The impression's confirmed when about forty-five minutes later, when the PhD student stops for breath, the other woman puts an arm around her waist and says, "And now since you've already given Captain Rogers your email and this is a gala, not a seminar, we're going to let him talk to someone else for a while and go find some canapés."

The PhD student looks sheepish. "Sorry," she says.

"Not a problem," Steve says, "I don't mind - it's really not the thing most people want to know about, so it's kind of refreshing."

"Careful," says the girlfriend with a look of deep affection, "or you'll never get free." And then she steers the student away by that arm around her waist and Steve looks around to take another drink from a server with a quiet thank you. It could be annoying that alcohol was, basically, useless, but it did mean he could drink as much as he wanted of whatever he wanted without a second thought.

He's aware there's a guy standing behind him to his right, but he's still surprised when it's Barton's voice that says, "Well that was adorable."

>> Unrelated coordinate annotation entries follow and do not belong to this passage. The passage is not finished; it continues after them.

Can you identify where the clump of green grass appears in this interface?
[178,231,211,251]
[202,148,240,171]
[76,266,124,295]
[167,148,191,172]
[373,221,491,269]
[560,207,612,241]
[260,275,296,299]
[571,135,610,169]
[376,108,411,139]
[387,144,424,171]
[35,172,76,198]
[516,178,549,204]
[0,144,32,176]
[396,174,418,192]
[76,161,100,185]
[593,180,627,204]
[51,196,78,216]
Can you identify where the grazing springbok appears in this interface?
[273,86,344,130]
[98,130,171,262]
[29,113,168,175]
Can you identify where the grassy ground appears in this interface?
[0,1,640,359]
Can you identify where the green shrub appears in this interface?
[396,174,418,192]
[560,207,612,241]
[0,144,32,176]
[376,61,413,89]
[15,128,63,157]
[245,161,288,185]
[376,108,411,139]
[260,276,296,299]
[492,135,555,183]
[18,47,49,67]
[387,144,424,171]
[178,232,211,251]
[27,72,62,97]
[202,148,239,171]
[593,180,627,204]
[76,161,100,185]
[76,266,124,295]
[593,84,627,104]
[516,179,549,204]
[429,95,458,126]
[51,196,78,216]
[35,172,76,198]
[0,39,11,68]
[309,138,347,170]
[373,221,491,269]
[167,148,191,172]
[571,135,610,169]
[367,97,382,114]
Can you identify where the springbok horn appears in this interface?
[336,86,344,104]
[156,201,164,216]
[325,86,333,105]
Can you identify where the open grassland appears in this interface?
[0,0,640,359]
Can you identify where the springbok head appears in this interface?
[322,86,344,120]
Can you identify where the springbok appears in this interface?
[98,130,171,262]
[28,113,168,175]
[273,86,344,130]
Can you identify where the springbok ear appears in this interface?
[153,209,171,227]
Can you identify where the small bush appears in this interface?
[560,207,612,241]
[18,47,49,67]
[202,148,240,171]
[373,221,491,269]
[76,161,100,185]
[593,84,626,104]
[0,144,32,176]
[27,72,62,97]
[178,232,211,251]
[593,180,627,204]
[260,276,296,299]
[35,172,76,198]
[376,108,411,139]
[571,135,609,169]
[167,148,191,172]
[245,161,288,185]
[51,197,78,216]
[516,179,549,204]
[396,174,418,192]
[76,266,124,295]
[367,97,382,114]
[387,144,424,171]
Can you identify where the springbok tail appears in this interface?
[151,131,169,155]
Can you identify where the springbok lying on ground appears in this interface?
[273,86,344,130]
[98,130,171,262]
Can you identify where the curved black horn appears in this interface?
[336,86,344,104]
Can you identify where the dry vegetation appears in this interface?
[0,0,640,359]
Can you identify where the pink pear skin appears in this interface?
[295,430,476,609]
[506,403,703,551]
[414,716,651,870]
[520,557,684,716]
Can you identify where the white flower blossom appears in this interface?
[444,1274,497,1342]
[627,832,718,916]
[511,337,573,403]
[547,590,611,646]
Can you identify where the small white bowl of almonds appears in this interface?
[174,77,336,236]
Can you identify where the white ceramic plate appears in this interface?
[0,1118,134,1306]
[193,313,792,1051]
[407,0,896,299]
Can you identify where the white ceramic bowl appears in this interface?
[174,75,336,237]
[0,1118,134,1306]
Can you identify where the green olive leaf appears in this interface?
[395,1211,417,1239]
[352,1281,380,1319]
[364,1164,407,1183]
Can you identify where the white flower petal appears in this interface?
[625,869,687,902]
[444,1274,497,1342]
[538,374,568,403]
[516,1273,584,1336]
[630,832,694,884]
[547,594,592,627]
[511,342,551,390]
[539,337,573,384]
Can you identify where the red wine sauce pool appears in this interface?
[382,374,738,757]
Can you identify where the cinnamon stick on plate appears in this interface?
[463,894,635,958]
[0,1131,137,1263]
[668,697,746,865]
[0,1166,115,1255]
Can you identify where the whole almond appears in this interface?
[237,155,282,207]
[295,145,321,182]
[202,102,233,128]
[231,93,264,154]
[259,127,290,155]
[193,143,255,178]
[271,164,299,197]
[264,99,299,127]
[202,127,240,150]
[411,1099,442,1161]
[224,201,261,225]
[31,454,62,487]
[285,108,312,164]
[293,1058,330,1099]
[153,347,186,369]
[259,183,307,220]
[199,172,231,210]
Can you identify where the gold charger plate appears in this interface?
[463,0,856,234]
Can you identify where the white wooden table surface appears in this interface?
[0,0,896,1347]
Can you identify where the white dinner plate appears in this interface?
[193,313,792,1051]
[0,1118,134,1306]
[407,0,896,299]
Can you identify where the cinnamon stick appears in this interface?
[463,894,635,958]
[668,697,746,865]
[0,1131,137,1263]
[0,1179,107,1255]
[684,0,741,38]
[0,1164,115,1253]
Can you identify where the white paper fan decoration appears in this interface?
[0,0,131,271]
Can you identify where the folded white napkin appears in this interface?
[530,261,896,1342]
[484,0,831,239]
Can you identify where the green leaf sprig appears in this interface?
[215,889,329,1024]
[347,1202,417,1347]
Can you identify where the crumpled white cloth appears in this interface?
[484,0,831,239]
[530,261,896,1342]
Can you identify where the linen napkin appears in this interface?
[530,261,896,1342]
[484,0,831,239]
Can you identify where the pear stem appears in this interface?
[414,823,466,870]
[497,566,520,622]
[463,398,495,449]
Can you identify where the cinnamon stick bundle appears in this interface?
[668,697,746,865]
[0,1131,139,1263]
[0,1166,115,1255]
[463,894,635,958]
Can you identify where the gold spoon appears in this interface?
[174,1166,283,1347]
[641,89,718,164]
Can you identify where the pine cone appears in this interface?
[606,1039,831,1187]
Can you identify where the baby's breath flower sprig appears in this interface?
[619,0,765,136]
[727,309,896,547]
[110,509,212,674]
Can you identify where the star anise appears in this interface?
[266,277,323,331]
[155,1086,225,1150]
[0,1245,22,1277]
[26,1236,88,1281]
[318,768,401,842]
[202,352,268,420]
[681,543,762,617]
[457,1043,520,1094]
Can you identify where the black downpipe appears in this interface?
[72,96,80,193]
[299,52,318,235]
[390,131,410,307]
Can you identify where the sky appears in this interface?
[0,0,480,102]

Steve turns; it is Barton, dressed for the occasion and holding champagne, which he lifts in a kind of mock-toast. "Rogers," he says.

"Barton," Steve replies. "Pepper's keeping secrets, didn't know you were coming."

"Oh, we're gate-crashing," Barton replies smoothly. "Nat's a Russian heiress tonight, by the way. You missed the fantastic tantrum she threw when they weren't going to let us in without tickets, so they'd go get Pepper and she'd let us in.

Steve looks Barton briefly up and down, takes in the expensive clothes and watch and slight thin goatee, or whatever they called them nowadays. "American boyfriend?" he guesses.

"It's fun," Barton says, "I get to glower at people. She's over with Stark and Pepper, you can tell by Stark's sour expression."

"I find it really difficult to feel that sorry for him," Steve says, glancing over to take in Natasha with her hair in a waterfall of red curls over a body-hugging cream dress, and Barton smirks.

"Oh, likewise," he agrees. He gestures with his drink. "You're looking very under-the-radar tonight."

"Sometimes it's nice not to scream exactly who you are to everyone who catches you out of the corner of your eye," Steve replies wryly. "How long have you been in town?"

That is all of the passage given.